Los insultones –tipo Carrizosa o Arrimadas– cuando etiquetaban al president Torra como un supremacista, estaban proyectando sus propias vergüenzas, una mezcla de ignorancia y mala fe. Lo mismo ocurre (en un gesto hiperbólico) cuando la insultona Díaz Ayuso dice cosas como que “los contribuyentes madrileños, con su esfuerzo, le están pagando la corrupción a los independentistas”. En este caso, esta ciudadana -cuyo mayor mérito ha sido ejercer de twitera de la presidenta Aguirre– con un master en comunicación concedido por una cosa que se llama Instituto Séneca (que suena a academia de barrio), y que el trumpismo sociológico ha elevado a los altares, tiene la desvergüenza de proyectar sus carencias más elementales, que sonrojarían a cualquiera.
Dice François Vergniolle, especializado en el estudio de la civilización americana, que el trumpismo corresponde a una tendencia de fondo de aquella sociedad, sobre todo de la comunidad blanca. Discrepo. Yo sería más extensivo, y diría que tanto a nivel de continente como de contenido, esa tendencia de fondo empapa al conjunto de la sociedad occidental. Las redes sociales de las nuevas tecnologías permiten saltarse a los intermediarios y cualquiera puede decir lo que le dé la gana y conseguir una audiencia extraordinaria. El éxito de los “influencers” es el triunfo de la mediocridad, una señal de la decadencia del sistema. Por eso Trump, que controla el arte escénico, gobernaba a golpe de tweet. Es como si la Revolución Inglesa de 1688 o la Francesa de 1789 no hubieran existido. Sobran parlamentos e incluso sobran gobiernos. Los medios de comunicación también se han apuntado a esta especie de “paleoconservadurismo”, que introduce un hilo conductor contrario a una democracia normal. Se vende notoriedad de marca y se lanzan al mercado políticos como se lanzaría un producto de belleza.

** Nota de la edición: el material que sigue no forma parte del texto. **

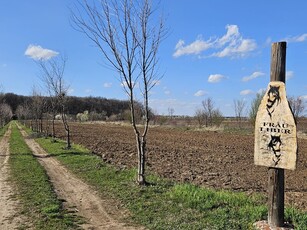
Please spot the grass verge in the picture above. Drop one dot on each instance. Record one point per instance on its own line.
(164, 204)
(34, 190)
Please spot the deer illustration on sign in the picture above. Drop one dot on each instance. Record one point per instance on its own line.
(275, 130)
(273, 99)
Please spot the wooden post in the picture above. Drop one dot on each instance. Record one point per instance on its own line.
(276, 176)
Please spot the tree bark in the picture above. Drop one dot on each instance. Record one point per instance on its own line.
(276, 176)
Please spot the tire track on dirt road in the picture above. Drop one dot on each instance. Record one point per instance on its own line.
(9, 218)
(99, 213)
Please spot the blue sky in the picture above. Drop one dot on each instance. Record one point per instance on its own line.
(218, 49)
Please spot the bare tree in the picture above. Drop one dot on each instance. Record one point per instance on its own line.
(53, 77)
(38, 107)
(297, 105)
(128, 35)
(171, 112)
(5, 114)
(200, 117)
(239, 107)
(254, 106)
(208, 106)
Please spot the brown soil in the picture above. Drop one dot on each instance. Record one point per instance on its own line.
(214, 159)
(99, 213)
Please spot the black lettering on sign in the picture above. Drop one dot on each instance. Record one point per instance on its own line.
(271, 127)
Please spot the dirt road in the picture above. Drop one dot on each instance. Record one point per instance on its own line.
(98, 213)
(8, 211)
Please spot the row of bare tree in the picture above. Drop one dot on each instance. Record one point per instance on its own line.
(209, 115)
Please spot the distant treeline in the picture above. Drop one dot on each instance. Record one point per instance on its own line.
(74, 105)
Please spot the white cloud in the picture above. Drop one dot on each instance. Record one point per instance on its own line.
(107, 85)
(195, 47)
(289, 75)
(232, 44)
(167, 92)
(214, 78)
(39, 53)
(200, 93)
(299, 38)
(253, 76)
(246, 92)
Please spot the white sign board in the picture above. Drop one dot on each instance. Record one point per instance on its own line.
(275, 130)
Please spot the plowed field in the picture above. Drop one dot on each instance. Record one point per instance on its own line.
(215, 159)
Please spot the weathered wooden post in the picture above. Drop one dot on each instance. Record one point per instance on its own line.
(275, 135)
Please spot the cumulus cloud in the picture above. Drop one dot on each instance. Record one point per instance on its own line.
(253, 76)
(246, 92)
(232, 44)
(200, 93)
(289, 75)
(107, 85)
(299, 38)
(167, 92)
(39, 53)
(195, 47)
(214, 78)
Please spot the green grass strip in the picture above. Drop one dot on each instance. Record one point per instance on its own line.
(34, 190)
(164, 204)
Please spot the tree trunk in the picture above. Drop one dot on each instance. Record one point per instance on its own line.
(53, 128)
(141, 145)
(66, 127)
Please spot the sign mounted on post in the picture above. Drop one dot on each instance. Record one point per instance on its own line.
(275, 130)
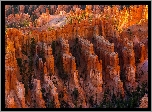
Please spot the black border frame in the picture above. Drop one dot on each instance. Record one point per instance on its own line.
(3, 3)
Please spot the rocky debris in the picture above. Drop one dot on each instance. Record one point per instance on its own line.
(97, 51)
(144, 102)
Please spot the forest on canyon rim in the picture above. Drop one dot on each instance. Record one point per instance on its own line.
(76, 56)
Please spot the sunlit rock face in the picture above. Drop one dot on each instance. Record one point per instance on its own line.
(144, 102)
(69, 56)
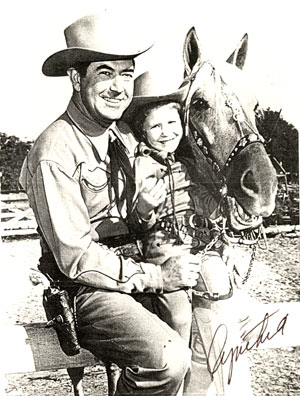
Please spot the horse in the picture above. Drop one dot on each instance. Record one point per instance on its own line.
(227, 149)
(227, 154)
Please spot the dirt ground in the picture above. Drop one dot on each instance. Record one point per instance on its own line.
(275, 278)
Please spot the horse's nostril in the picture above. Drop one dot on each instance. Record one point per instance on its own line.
(249, 183)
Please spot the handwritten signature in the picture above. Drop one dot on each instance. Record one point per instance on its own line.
(235, 352)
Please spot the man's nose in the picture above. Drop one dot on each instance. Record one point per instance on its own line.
(117, 84)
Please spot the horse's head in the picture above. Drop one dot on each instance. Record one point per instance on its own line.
(220, 118)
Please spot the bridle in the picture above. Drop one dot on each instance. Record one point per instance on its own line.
(239, 118)
(222, 232)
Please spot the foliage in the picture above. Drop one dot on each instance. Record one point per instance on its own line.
(281, 140)
(13, 152)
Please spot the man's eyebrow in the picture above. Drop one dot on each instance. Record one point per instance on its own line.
(106, 67)
(100, 67)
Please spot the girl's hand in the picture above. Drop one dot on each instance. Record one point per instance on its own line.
(152, 194)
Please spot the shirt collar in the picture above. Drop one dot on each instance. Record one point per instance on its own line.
(92, 130)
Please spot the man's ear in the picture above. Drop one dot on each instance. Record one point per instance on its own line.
(75, 78)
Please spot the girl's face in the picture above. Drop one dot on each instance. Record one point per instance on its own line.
(163, 129)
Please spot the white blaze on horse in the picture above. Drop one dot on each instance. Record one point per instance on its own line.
(228, 156)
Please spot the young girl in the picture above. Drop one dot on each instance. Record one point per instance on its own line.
(176, 216)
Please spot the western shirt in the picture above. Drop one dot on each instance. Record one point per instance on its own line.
(66, 176)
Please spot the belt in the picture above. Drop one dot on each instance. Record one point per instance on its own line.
(119, 240)
(193, 225)
(126, 245)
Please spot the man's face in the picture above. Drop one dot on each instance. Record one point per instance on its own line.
(106, 90)
(163, 128)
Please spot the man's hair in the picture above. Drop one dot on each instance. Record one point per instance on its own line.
(82, 67)
(142, 112)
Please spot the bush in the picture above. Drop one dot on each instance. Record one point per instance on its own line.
(13, 153)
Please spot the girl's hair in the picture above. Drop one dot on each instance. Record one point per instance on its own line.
(142, 112)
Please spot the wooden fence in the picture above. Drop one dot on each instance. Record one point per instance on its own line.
(17, 217)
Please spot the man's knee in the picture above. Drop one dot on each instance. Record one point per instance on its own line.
(165, 374)
(178, 360)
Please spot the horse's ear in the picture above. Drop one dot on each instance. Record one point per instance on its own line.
(238, 57)
(191, 51)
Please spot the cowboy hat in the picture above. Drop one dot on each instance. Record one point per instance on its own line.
(154, 87)
(97, 38)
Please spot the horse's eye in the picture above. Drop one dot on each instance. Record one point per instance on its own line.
(200, 104)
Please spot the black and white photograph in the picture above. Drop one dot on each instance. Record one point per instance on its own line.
(149, 183)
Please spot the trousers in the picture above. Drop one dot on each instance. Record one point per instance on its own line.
(124, 329)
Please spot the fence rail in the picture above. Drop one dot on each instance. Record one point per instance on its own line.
(17, 217)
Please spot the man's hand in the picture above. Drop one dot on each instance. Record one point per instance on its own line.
(151, 196)
(179, 272)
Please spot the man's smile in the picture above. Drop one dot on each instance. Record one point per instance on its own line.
(112, 100)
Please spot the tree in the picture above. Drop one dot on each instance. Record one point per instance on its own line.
(13, 152)
(281, 140)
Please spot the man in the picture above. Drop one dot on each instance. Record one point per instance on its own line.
(77, 180)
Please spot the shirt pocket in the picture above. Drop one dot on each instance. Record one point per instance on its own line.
(94, 180)
(95, 187)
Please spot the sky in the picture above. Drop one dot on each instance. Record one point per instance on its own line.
(32, 30)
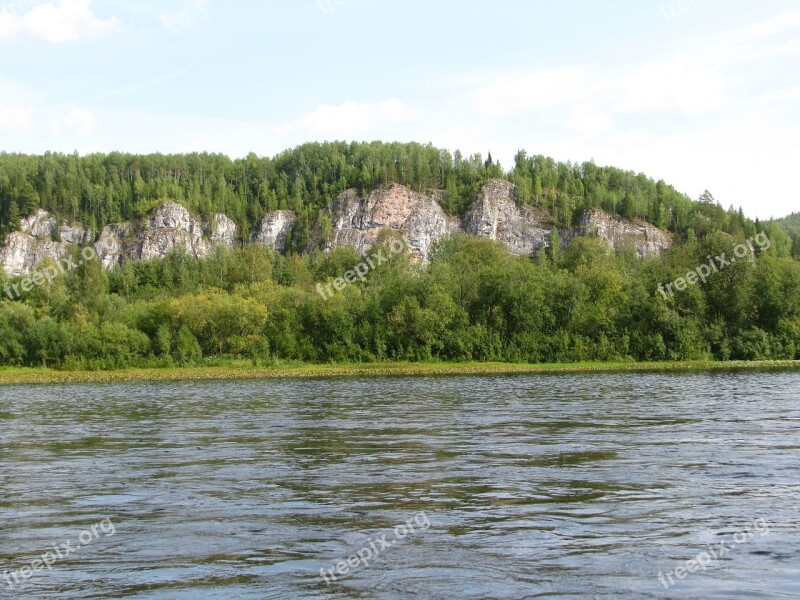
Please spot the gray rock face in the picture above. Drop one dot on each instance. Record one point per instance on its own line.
(169, 227)
(647, 239)
(418, 218)
(496, 216)
(34, 242)
(356, 222)
(274, 229)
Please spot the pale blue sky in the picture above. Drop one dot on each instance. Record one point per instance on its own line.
(701, 93)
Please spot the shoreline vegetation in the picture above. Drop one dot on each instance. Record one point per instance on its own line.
(17, 376)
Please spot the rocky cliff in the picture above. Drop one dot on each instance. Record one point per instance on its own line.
(355, 222)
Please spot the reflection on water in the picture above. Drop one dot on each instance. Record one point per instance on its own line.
(535, 486)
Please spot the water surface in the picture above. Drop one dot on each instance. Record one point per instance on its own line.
(561, 486)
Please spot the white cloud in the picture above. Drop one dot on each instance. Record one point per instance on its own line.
(66, 21)
(510, 93)
(80, 120)
(192, 11)
(15, 117)
(349, 118)
(16, 105)
(672, 85)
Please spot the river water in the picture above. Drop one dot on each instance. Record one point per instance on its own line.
(563, 486)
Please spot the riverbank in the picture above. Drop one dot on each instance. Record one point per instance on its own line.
(10, 376)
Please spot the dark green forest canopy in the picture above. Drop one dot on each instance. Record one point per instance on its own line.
(474, 302)
(99, 189)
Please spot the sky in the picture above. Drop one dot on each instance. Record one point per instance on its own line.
(701, 93)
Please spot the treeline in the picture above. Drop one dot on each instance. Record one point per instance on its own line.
(473, 302)
(99, 189)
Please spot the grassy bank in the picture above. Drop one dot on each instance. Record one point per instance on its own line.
(242, 371)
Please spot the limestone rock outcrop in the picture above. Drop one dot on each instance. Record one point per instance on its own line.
(496, 216)
(354, 221)
(274, 229)
(647, 239)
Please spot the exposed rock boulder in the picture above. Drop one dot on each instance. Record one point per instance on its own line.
(170, 227)
(357, 222)
(41, 236)
(274, 229)
(646, 238)
(495, 215)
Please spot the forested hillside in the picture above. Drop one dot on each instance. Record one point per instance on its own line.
(474, 301)
(107, 188)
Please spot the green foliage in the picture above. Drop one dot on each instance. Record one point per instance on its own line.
(474, 302)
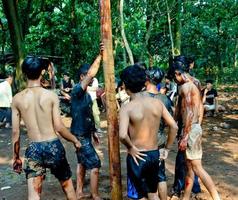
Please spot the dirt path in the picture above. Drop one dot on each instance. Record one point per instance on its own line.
(220, 160)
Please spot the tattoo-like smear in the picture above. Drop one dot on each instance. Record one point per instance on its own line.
(17, 148)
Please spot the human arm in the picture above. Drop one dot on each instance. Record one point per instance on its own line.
(124, 137)
(188, 114)
(93, 69)
(17, 163)
(59, 126)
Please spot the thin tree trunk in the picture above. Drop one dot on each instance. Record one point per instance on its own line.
(170, 29)
(177, 41)
(10, 10)
(236, 54)
(112, 121)
(128, 49)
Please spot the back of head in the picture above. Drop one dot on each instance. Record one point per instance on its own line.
(33, 66)
(134, 78)
(83, 69)
(154, 75)
(179, 63)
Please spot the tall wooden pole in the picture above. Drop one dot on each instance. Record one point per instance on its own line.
(112, 121)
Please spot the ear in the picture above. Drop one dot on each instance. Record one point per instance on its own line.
(42, 72)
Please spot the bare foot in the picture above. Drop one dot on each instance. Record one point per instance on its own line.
(96, 197)
(81, 196)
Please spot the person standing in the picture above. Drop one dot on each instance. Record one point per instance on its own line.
(39, 109)
(190, 110)
(138, 130)
(83, 127)
(6, 101)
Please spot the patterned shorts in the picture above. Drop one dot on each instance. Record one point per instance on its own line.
(47, 154)
(194, 147)
(87, 156)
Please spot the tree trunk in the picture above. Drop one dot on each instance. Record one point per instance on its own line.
(236, 54)
(177, 41)
(109, 75)
(170, 29)
(128, 49)
(10, 10)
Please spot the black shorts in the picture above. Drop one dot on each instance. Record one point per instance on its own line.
(143, 179)
(47, 154)
(86, 155)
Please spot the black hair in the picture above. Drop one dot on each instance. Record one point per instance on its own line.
(191, 59)
(209, 81)
(32, 67)
(154, 75)
(83, 69)
(134, 78)
(179, 63)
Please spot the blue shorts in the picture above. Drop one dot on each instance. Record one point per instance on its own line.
(47, 154)
(143, 179)
(87, 156)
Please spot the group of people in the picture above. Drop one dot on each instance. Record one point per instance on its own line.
(141, 129)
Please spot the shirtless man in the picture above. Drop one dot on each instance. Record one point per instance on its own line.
(139, 126)
(154, 77)
(39, 109)
(191, 112)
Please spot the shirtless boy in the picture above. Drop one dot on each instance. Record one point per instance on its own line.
(191, 112)
(139, 126)
(154, 77)
(39, 109)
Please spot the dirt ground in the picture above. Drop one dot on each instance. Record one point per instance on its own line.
(220, 159)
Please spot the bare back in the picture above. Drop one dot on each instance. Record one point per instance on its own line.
(190, 103)
(36, 108)
(142, 118)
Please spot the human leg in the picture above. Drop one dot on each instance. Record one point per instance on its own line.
(81, 171)
(34, 185)
(94, 176)
(179, 173)
(188, 181)
(205, 178)
(163, 190)
(68, 189)
(153, 196)
(162, 186)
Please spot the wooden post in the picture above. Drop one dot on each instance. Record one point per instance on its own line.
(112, 120)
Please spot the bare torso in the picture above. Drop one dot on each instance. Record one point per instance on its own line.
(190, 103)
(35, 108)
(144, 115)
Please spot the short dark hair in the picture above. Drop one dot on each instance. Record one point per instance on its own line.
(83, 69)
(209, 81)
(179, 63)
(154, 75)
(32, 67)
(134, 78)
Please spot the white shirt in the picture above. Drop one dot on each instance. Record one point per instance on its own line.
(92, 89)
(5, 95)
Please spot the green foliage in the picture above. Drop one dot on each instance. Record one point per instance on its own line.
(71, 29)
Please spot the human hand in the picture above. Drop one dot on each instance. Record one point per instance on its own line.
(96, 139)
(17, 165)
(77, 144)
(136, 154)
(68, 97)
(183, 143)
(101, 48)
(163, 153)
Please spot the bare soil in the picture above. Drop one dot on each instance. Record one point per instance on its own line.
(220, 158)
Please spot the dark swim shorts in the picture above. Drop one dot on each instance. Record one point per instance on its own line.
(87, 156)
(47, 154)
(143, 179)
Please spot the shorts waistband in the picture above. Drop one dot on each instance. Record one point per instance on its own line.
(45, 141)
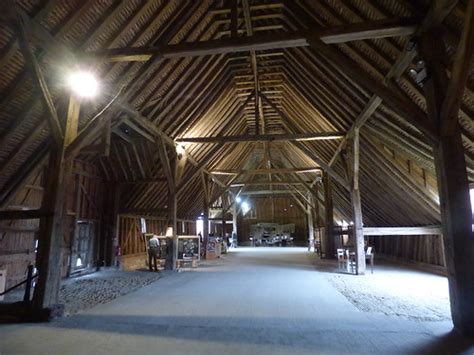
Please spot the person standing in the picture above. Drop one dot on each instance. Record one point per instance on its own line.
(153, 251)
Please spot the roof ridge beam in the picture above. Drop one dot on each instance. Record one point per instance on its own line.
(257, 42)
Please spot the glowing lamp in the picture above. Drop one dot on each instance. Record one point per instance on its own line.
(83, 84)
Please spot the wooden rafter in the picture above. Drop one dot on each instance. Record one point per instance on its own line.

Por eso salen tanto en los medios, para que el Mercadona de turno los coloque en el lineal. Los Casado, Sánchez, Iglesias, Rufián, Colau y un largo etcétera de “célebres” mediocres no serían nada si no los hubieran situado a la vista de todo el mundo. Pero ahí están y seguirán con nosotros hasta que el Iberdrola de turno los retire, como han hecho con el ciudadano Rivera, un “pijomarrón” que pasaba por allí.
El trumpismo explota la no-racionalidad y siempre encuentra el chivo expiatorio para cargarle las culpas. Por eso los “supremos” se saltan sus propias leyes y no conceden el tercer grado a los presos políticos catalanes, argumentando que no se han arrepentido. Aquí el “paleoconservadurismo” tiene un link directo con la santa Inquisición, otro invento macabro de la ortodoxia católica.
El trumpismo no es una excepción. Es la regla. Claro que si la mitad más uno de los ciudadanos, en estas falsas democracias en las que vivimos, votan a su favor, tendremos que rebelarnos o retirarnos a nuestro espacio interior.
Que cada uno piense lo que va a hacer. No hay más excusas. Lo he dicho otras veces: la vida sin riesgos es una vida sin sentido.